Nikki Addimando case puts spotlight on criminal justice for victims of domestic violence
"That danger, risk and lethality are always imminent for a victim": Advocate
Cases like that of Nikki Addimando, who was convicted of murdering her boyfriend, have come under scrutiny from domestic violence advocates who say survivors of domestic violence and intimate partner violence are sometimes criminalized for actions they take in order to defend their lives.
In an interview with “20/20,” Kellyann Kostyal-Larrier the executive director at Fearless! Hudson Valley, a nonprofit that advocates for domestic abuse victims said that in Nikki Addimando’s trial, "There was lots of focus on the night of the incident and very little focus on how we got there."
Kostyal-Larrier said that after seeing the evidence in the case, including graphic photographs of injuries on Nikki’s body taken by a forensic nurse, "I thought to myself, 'If [Ms.] Addimando was not seen as a victim, then who could be seen as a victim?'"
Addimando's conviction and initial sentencing sparked outrage from her supporters and domestic violence advocacy groups who say both the criminal and civil justice systems are not necessarily constructed for victims.
"The No. 1 question that I am asked all the time [is], 'Why don't they just leave?' It is an extremely simplistic and really archaic look at domestic violence," Kostyal-Larrier said.
Garrard Beeney, Addimando's appellate attorney, told "20/20" that "Nikki's case encapsulates everything that's wrong about the way society addresses survivors of domestic violence and certainly with the way we treat them in the criminal justice system."
Justine van der Leun, from the podcast “Believe Her” has been researching criminal survivors for years, and told "20/20," “I started looking into Nikki's case, I was curious if this was a one-off or if it was something that was happening all the time.
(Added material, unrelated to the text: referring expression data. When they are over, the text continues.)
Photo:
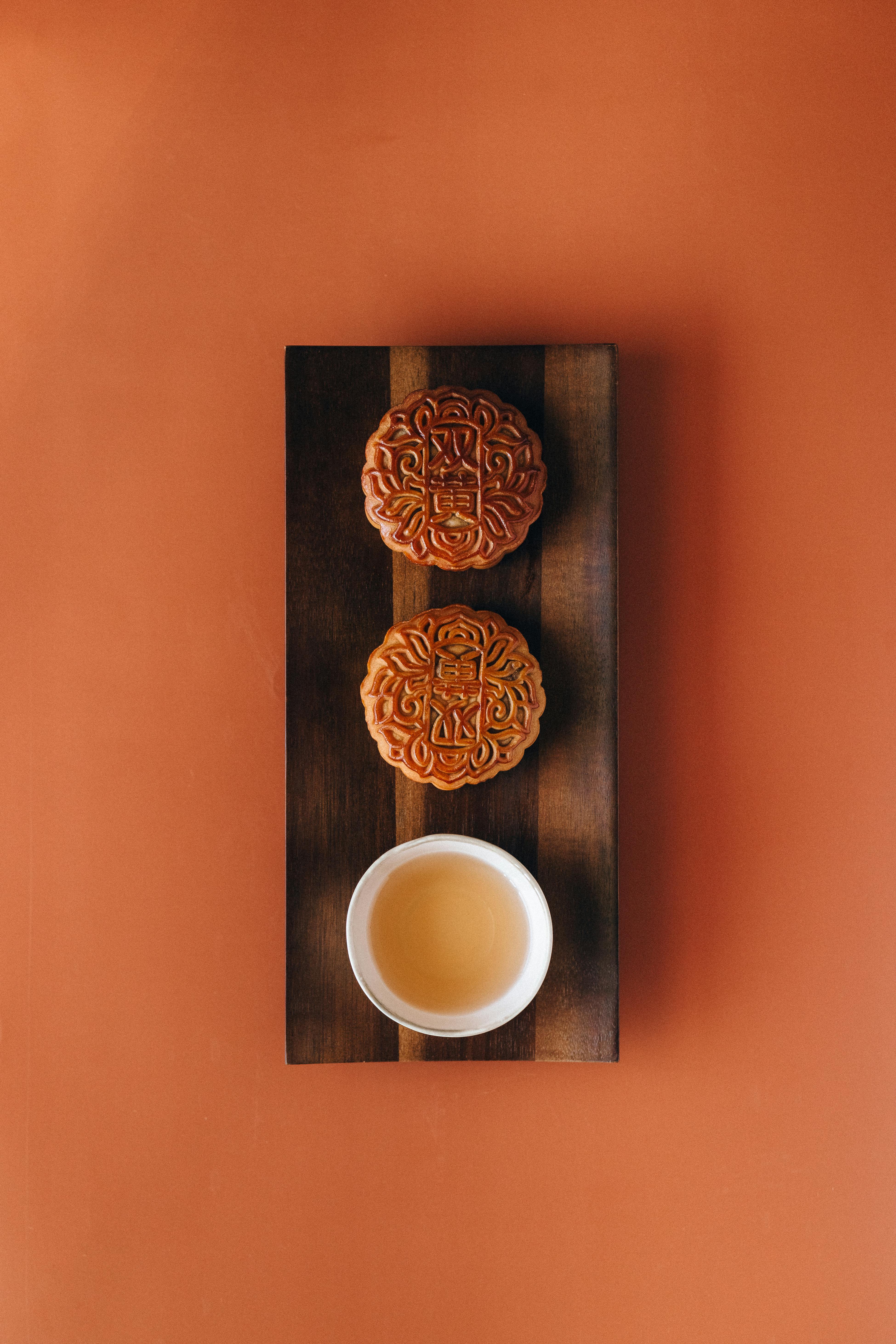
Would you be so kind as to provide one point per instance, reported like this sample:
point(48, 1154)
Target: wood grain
point(340, 797)
point(578, 1015)
point(557, 810)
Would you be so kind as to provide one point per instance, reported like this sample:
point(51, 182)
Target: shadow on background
point(671, 784)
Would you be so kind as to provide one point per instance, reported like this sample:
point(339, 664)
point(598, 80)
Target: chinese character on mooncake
point(453, 697)
point(453, 479)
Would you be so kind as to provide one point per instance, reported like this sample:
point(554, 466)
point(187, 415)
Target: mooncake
point(453, 697)
point(453, 479)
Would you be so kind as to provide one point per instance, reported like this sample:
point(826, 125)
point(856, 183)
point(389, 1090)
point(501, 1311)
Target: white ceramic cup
point(489, 1017)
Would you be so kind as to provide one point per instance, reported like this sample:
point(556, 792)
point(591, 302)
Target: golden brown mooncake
point(452, 697)
point(453, 479)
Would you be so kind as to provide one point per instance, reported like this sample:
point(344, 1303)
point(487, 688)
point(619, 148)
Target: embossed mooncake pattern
point(453, 479)
point(453, 697)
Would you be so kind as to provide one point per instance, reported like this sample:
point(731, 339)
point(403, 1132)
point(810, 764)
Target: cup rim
point(489, 1017)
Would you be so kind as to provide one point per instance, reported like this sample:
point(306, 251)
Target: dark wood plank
point(340, 796)
point(504, 810)
point(346, 806)
point(578, 1003)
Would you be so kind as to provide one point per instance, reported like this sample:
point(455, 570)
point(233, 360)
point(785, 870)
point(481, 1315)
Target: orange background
point(187, 190)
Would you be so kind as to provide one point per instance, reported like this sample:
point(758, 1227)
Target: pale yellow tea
point(449, 933)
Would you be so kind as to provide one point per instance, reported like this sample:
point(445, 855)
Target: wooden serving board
point(557, 811)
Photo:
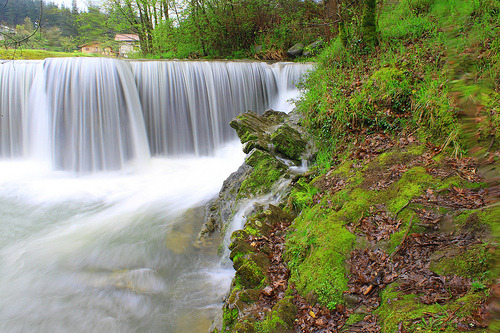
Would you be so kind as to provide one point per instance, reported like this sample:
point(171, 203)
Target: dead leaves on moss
point(453, 197)
point(314, 318)
point(379, 225)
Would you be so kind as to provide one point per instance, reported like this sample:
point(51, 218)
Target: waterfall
point(98, 114)
point(103, 238)
point(188, 105)
point(15, 84)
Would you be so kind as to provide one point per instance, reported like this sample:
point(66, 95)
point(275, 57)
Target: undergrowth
point(438, 62)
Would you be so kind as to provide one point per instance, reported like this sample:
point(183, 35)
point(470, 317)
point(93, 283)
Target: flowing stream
point(105, 167)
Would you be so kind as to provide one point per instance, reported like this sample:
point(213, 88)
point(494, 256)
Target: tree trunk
point(369, 24)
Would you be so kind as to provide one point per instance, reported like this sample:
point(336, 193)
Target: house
point(4, 30)
point(96, 48)
point(127, 43)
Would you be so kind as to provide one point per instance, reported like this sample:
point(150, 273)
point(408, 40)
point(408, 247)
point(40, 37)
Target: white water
point(95, 234)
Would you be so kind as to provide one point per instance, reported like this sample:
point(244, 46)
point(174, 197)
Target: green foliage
point(36, 54)
point(473, 263)
point(265, 173)
point(416, 80)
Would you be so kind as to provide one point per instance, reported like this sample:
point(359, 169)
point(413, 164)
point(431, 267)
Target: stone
point(313, 48)
point(289, 142)
point(296, 50)
point(251, 270)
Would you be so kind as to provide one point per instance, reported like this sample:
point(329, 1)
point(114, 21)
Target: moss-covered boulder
point(251, 127)
point(289, 142)
point(251, 270)
point(266, 171)
point(281, 318)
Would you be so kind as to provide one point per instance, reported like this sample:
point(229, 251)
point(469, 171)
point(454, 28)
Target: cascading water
point(93, 244)
point(188, 105)
point(15, 84)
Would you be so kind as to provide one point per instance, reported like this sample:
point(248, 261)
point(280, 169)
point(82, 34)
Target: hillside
point(395, 227)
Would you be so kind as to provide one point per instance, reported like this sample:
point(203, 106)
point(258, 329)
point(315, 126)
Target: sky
point(82, 4)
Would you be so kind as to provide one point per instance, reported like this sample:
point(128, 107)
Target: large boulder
point(313, 48)
point(296, 50)
point(288, 142)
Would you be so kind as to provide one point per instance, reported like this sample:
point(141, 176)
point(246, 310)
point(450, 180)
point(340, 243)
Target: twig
point(399, 211)
point(396, 250)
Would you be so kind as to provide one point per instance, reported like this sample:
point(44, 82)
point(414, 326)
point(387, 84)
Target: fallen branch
point(396, 250)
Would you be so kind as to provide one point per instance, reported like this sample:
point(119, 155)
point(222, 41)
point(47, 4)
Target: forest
point(394, 228)
point(178, 29)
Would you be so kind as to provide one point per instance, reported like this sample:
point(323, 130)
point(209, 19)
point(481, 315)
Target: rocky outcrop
point(296, 50)
point(275, 143)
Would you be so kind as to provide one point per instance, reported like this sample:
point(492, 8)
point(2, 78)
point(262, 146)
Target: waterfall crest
point(98, 114)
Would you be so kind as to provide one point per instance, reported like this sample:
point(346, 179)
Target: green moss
point(354, 318)
point(410, 185)
point(251, 270)
point(288, 142)
point(266, 172)
point(475, 262)
point(416, 150)
point(456, 181)
point(281, 318)
point(229, 317)
point(301, 195)
point(317, 239)
point(399, 308)
point(27, 54)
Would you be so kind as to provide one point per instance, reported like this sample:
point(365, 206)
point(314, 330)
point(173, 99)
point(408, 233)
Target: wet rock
point(244, 327)
point(257, 156)
point(250, 126)
point(220, 210)
point(296, 50)
point(282, 316)
point(251, 269)
point(289, 142)
point(313, 48)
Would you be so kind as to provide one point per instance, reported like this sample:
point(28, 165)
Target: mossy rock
point(281, 318)
point(266, 172)
point(251, 270)
point(256, 156)
point(289, 142)
point(251, 127)
point(243, 327)
point(472, 263)
point(256, 144)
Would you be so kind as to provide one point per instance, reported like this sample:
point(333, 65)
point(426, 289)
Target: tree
point(369, 23)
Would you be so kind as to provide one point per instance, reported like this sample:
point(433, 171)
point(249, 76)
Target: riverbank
point(396, 236)
point(395, 227)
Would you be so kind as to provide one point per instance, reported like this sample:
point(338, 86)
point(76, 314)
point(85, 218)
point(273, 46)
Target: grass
point(436, 58)
point(25, 54)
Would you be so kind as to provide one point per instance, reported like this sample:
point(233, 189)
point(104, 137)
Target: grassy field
point(24, 54)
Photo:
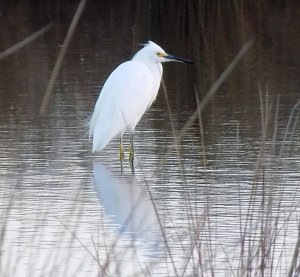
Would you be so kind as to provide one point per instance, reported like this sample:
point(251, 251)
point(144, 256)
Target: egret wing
point(124, 98)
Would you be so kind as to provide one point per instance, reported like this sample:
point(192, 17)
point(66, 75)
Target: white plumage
point(127, 94)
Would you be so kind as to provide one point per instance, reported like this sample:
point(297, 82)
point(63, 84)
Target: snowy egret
point(126, 95)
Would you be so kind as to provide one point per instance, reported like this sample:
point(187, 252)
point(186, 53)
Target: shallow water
point(67, 212)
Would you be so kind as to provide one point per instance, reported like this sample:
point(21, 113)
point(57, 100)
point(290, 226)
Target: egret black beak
point(178, 59)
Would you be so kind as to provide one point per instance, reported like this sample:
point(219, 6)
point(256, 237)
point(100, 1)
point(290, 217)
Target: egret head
point(154, 53)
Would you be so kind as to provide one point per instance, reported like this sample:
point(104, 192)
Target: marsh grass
point(263, 246)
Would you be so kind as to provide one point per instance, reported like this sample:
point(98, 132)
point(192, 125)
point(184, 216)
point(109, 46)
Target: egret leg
point(131, 153)
point(121, 149)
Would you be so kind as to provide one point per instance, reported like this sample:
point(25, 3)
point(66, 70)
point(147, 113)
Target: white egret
point(126, 95)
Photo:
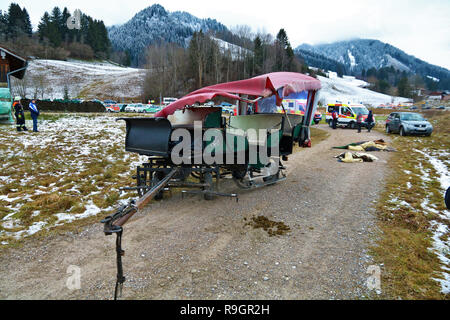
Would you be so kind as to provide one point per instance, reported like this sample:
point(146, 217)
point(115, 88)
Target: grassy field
point(67, 175)
point(414, 223)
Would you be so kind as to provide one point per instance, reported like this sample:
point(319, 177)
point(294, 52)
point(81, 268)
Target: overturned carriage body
point(249, 147)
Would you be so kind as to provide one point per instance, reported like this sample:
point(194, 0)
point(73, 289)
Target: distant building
point(332, 75)
point(435, 96)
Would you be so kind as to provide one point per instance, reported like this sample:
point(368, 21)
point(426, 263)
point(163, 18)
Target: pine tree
point(18, 22)
point(27, 23)
point(3, 26)
point(259, 55)
point(43, 27)
point(404, 89)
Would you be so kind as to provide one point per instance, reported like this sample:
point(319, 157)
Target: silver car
point(407, 123)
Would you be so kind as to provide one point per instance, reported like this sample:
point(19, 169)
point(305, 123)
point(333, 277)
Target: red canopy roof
point(260, 86)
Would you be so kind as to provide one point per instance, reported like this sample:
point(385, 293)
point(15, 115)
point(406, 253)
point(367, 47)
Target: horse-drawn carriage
point(189, 146)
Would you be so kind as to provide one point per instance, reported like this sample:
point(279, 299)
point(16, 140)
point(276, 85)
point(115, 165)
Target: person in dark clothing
point(370, 121)
point(359, 122)
point(20, 116)
point(335, 118)
point(34, 114)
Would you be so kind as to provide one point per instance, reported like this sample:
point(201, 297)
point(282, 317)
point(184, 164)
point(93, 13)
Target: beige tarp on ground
point(366, 145)
point(354, 157)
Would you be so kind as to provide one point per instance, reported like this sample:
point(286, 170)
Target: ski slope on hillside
point(103, 80)
point(350, 90)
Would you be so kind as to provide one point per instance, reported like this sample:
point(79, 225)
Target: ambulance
point(347, 114)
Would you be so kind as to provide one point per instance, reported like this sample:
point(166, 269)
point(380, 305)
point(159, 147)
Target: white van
point(167, 101)
point(347, 114)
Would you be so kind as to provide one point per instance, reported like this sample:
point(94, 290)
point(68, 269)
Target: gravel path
point(196, 249)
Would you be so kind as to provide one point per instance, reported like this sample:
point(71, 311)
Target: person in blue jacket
point(34, 114)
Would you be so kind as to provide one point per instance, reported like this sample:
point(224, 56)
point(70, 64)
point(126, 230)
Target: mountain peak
point(154, 10)
point(363, 54)
point(154, 25)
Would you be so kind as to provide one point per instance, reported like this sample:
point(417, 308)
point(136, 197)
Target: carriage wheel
point(157, 177)
point(207, 178)
point(275, 177)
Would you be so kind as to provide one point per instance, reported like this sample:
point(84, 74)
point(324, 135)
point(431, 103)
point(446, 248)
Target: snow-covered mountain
point(153, 25)
point(349, 89)
point(362, 54)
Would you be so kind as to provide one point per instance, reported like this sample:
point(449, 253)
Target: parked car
point(406, 123)
point(112, 108)
point(131, 108)
point(150, 108)
point(122, 107)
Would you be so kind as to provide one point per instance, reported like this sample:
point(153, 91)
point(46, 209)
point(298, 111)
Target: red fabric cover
point(260, 86)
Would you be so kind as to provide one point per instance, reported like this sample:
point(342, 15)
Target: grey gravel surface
point(197, 249)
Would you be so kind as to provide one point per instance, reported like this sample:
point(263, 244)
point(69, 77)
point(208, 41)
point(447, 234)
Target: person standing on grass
point(359, 121)
point(34, 114)
point(334, 115)
point(20, 116)
point(370, 121)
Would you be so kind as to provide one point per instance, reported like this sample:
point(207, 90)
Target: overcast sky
point(418, 27)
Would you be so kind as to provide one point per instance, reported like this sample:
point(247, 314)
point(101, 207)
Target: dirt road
point(197, 249)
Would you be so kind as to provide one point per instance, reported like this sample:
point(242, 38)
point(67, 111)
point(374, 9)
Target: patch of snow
point(352, 59)
point(91, 210)
point(440, 167)
point(442, 250)
point(339, 89)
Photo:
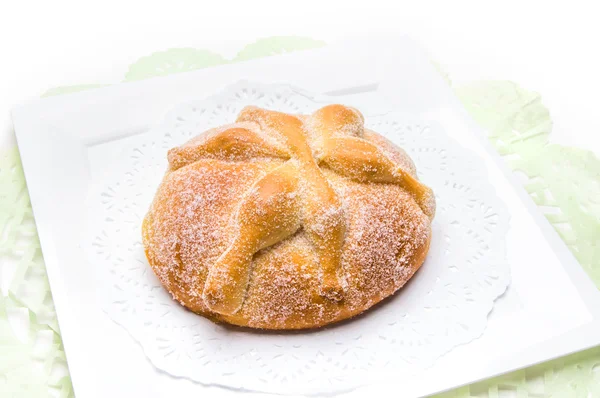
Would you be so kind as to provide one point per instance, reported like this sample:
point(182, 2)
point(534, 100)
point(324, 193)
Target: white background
point(548, 48)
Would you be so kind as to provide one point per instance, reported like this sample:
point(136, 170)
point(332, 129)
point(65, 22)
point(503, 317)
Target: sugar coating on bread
point(287, 221)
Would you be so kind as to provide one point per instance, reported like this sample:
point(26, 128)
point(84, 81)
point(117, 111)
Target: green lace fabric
point(563, 181)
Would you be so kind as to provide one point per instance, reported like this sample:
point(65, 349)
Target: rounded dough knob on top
point(287, 222)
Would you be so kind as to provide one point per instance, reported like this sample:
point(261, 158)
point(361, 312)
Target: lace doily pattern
point(494, 104)
point(445, 305)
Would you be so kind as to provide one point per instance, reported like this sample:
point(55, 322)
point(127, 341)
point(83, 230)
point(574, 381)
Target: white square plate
point(67, 142)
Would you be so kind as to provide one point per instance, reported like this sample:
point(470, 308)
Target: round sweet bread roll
point(282, 221)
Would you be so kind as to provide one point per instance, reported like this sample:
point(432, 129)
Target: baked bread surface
point(285, 221)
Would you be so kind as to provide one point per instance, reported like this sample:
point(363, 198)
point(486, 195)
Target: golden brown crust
point(231, 238)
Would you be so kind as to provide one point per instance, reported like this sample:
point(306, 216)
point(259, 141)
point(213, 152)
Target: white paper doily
point(444, 305)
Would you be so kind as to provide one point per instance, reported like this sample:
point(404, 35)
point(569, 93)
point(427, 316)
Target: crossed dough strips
point(294, 195)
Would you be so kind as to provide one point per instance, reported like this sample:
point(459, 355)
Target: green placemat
point(564, 182)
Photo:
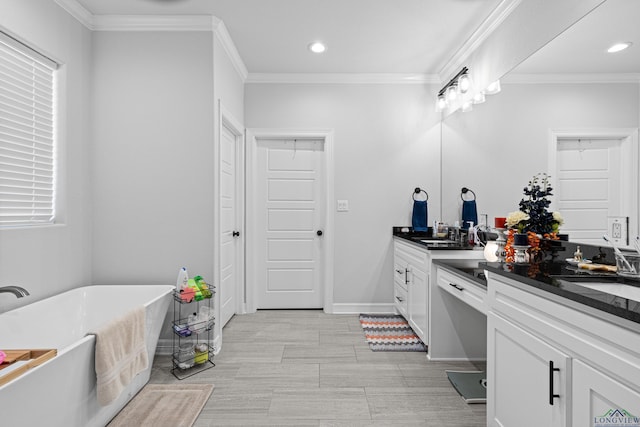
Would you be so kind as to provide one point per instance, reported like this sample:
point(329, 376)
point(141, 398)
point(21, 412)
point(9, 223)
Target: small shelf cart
point(192, 325)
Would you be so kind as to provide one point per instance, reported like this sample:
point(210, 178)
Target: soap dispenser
point(577, 255)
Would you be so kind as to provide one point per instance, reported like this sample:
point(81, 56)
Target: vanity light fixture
point(479, 97)
point(317, 47)
point(464, 83)
point(460, 94)
point(493, 88)
point(619, 47)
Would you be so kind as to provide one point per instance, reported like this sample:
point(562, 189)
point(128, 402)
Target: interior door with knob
point(230, 251)
point(290, 208)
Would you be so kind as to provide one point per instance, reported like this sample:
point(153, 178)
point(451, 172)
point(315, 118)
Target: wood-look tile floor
point(307, 368)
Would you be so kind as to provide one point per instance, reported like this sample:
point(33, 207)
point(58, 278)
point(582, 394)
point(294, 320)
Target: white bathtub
point(62, 391)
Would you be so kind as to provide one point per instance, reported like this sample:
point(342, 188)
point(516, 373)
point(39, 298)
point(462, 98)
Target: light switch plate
point(617, 229)
point(343, 205)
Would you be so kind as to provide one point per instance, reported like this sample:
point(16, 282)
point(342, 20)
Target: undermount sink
point(437, 241)
point(618, 289)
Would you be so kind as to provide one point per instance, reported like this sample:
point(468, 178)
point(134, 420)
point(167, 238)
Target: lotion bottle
point(183, 279)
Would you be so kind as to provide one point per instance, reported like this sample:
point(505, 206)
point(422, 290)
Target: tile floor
point(307, 368)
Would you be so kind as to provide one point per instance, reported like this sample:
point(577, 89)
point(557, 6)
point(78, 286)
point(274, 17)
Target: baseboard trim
point(356, 308)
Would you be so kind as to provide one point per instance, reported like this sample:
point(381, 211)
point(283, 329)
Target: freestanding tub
point(62, 391)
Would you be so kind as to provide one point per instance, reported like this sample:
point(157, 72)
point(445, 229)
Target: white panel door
point(290, 206)
point(588, 186)
point(527, 379)
point(598, 399)
point(230, 244)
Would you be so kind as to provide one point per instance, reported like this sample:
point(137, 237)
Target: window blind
point(27, 166)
So I started to write into the prisons.”
One of the women van der Leun learned about was Tanisha Williams, who is serving a 30-year sentence for a crime she says she was forced to commit by her abuser who held a gun to her head. Tanisha, like many other women who identify as criminalized survivors, has a clemency petition filed and is awaiting a response.
Reforms have been implemented in some locations, including New York State, where Addimando was convicted and sentenced.
In 2019, the state instituted the Domestic Violence Survivors Justice Act, which gave judges more discretion in sentencing crimes involving domestic violence survivors if the abuse was a significant contributing factor to the defendant's criminal behavior.
Oklahoma state leaders are looking to pass a similar bill in their legislature.
Still, advocates and attorneys argue that the system for helping domestic violence victims and prosecuting them for violent crimes that stem from that abuse still needs work.
"We need to understand that it is quite possible the person holding the gun is far more afraid than the person not holding the gun and that matters," Kostyal-Larrier said. "That danger, risk and lethality are always imminent for a victim."
Addimando’s supporters have continued to advocate for both Nikki and other survivors around the country who they say are facing prosecution for defending themselves against their abusers.